La sede del gruppo Lapi


Il Gruppo è anche impegnato in attività a sostegno dei giovani e del sociale?

«Siamo molto attenti al territorio e in generale ai temi della sostenibilità, temi che presidiamo con una serie di iniziative. Tra queste, il “Progetto Giovani” nasce dalla volontà di investire tempo e risorse in attività educative e sociali dedicate ai bambini e ai giovani. Crediamo nella necessità di restituire al territorio quanto ci ha dato in tutti questi anni, valorizzando le persone che lavorano per noi, ma anche sostenendo le future generazioni: imprenditori, operatori del settore e nella società civile di questo territorio. Viviamo le aziende come un’estensione della nostra famiglia ed è perciò che vogliamo impegnarci in qualcosa di concreto. Il “Progetto Giovani” è un progetto che, a fianco di enti e istituzioni locali, ha l’obiettivo di veicolare un messaggio positivo di unione, collaborazione e rispetto sia in ambito scolastico, che nei diversi contesti di gioco e sport per essere, poi, esteso alla vita di tutti giorni in famiglia e in società.

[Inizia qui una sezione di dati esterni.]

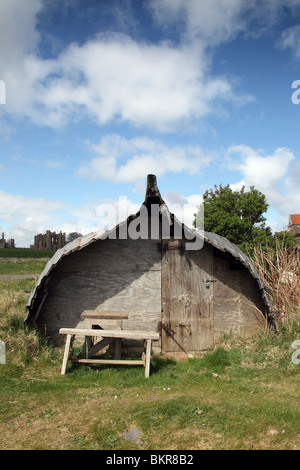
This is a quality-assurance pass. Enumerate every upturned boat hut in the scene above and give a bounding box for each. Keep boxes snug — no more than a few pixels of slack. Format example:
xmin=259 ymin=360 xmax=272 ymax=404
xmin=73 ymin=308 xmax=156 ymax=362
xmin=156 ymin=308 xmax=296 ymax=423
xmin=25 ymin=175 xmax=269 ymax=352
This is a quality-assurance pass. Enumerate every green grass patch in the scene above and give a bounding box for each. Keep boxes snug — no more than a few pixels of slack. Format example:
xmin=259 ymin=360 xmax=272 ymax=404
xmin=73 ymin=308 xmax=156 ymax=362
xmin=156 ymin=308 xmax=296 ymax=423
xmin=0 ymin=248 xmax=55 ymax=258
xmin=0 ymin=258 xmax=49 ymax=275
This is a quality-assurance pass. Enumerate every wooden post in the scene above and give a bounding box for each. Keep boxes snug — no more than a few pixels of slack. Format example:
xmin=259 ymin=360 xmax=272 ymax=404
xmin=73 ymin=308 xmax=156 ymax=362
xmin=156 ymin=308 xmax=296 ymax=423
xmin=61 ymin=335 xmax=72 ymax=375
xmin=145 ymin=339 xmax=151 ymax=379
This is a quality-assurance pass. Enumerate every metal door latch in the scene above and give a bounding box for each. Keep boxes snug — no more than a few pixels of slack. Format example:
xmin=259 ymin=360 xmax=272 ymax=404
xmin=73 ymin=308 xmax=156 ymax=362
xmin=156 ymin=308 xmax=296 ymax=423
xmin=202 ymin=277 xmax=217 ymax=289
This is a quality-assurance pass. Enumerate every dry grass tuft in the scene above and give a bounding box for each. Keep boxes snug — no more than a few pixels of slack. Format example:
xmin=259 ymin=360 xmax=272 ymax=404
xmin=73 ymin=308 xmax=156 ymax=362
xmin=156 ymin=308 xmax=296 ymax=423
xmin=250 ymin=240 xmax=300 ymax=320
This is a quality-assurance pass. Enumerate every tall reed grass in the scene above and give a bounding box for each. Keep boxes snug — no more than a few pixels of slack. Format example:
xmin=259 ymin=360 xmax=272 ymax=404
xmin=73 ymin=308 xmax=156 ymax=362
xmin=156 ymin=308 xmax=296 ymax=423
xmin=249 ymin=240 xmax=300 ymax=321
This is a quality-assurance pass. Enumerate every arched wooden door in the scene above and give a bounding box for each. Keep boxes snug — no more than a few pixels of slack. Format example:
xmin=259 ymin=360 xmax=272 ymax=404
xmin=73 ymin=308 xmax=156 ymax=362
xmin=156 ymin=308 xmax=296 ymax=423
xmin=161 ymin=240 xmax=215 ymax=352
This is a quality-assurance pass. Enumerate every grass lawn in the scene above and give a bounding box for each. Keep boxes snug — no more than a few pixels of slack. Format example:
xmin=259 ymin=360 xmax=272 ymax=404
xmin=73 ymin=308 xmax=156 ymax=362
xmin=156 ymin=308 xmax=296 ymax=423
xmin=0 ymin=263 xmax=300 ymax=451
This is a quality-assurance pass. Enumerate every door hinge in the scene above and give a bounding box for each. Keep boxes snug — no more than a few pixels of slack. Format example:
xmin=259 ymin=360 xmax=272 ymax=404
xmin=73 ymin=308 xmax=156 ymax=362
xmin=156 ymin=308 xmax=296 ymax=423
xmin=157 ymin=321 xmax=176 ymax=335
xmin=202 ymin=277 xmax=217 ymax=289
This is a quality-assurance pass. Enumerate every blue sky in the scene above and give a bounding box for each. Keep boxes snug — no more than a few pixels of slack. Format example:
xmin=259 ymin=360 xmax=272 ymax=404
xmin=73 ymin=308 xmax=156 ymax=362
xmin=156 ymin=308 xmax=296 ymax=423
xmin=0 ymin=0 xmax=300 ymax=247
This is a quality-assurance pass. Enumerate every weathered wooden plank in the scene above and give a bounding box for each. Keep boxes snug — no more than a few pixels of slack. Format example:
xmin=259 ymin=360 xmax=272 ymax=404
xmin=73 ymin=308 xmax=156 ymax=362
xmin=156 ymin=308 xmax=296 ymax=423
xmin=162 ymin=240 xmax=214 ymax=352
xmin=72 ymin=359 xmax=144 ymax=366
xmin=142 ymin=339 xmax=151 ymax=379
xmin=80 ymin=309 xmax=130 ymax=320
xmin=59 ymin=328 xmax=159 ymax=341
xmin=37 ymin=239 xmax=161 ymax=344
xmin=61 ymin=334 xmax=73 ymax=375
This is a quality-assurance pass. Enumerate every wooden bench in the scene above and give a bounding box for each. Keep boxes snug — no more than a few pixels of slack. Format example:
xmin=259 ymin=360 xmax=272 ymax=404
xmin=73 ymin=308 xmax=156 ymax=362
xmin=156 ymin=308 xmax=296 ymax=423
xmin=80 ymin=310 xmax=129 ymax=359
xmin=59 ymin=328 xmax=159 ymax=378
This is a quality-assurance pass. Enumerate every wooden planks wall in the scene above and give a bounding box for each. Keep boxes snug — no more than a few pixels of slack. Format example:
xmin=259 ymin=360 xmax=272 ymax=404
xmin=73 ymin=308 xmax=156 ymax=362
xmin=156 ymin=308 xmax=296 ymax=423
xmin=214 ymin=257 xmax=265 ymax=340
xmin=162 ymin=240 xmax=214 ymax=352
xmin=38 ymin=239 xmax=161 ymax=344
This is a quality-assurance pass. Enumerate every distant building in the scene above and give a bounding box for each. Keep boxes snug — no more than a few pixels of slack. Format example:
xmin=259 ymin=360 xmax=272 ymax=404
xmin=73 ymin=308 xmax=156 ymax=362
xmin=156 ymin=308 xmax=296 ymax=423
xmin=0 ymin=232 xmax=16 ymax=248
xmin=287 ymin=214 xmax=300 ymax=238
xmin=30 ymin=230 xmax=66 ymax=250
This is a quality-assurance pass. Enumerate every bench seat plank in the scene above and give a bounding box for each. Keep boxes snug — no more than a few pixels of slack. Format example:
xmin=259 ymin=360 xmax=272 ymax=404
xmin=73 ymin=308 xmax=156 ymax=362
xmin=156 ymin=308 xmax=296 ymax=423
xmin=59 ymin=328 xmax=159 ymax=341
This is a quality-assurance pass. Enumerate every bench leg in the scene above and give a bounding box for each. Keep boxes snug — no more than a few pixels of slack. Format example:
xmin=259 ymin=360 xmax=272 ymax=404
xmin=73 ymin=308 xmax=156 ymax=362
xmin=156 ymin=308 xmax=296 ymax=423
xmin=115 ymin=338 xmax=122 ymax=359
xmin=145 ymin=339 xmax=151 ymax=379
xmin=61 ymin=335 xmax=73 ymax=375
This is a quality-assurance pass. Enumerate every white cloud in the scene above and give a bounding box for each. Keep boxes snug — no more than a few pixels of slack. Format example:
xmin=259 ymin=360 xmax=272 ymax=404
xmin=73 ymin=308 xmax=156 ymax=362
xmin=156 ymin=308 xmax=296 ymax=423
xmin=0 ymin=0 xmax=252 ymax=132
xmin=77 ymin=135 xmax=213 ymax=183
xmin=279 ymin=24 xmax=300 ymax=59
xmin=0 ymin=191 xmax=66 ymax=247
xmin=151 ymin=0 xmax=247 ymax=45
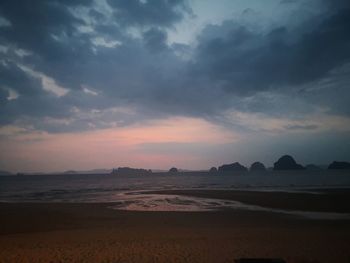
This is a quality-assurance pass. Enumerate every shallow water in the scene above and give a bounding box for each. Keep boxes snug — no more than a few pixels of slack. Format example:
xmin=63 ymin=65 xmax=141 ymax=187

Oltre a questo, il Gruppo ha lanciato altri programmi, alcuni dei quali con lo specifico obiettivo di favorire l’ingresso nel mondo del lavoro offrendo l’opportunità di stage-tirocini e creando punti di contatto scuola-lavoro. Di questo si occupano iniziative come “Mario e Mario per i giovani” e “Fabbriche Aperte”, che si sommano ad altri progetti con fini educativi/formativi per promuovere la cultura del “rispetto” e la fiducia nel prossimo, come “Rispetto… a Chi?” e “Codice Etico per lo Sport”. Alla base di tutto rimane la nostra ambizione di dare un piccolissimo aiuto ai giovani per affrontare meglio il rapporto con gli altri».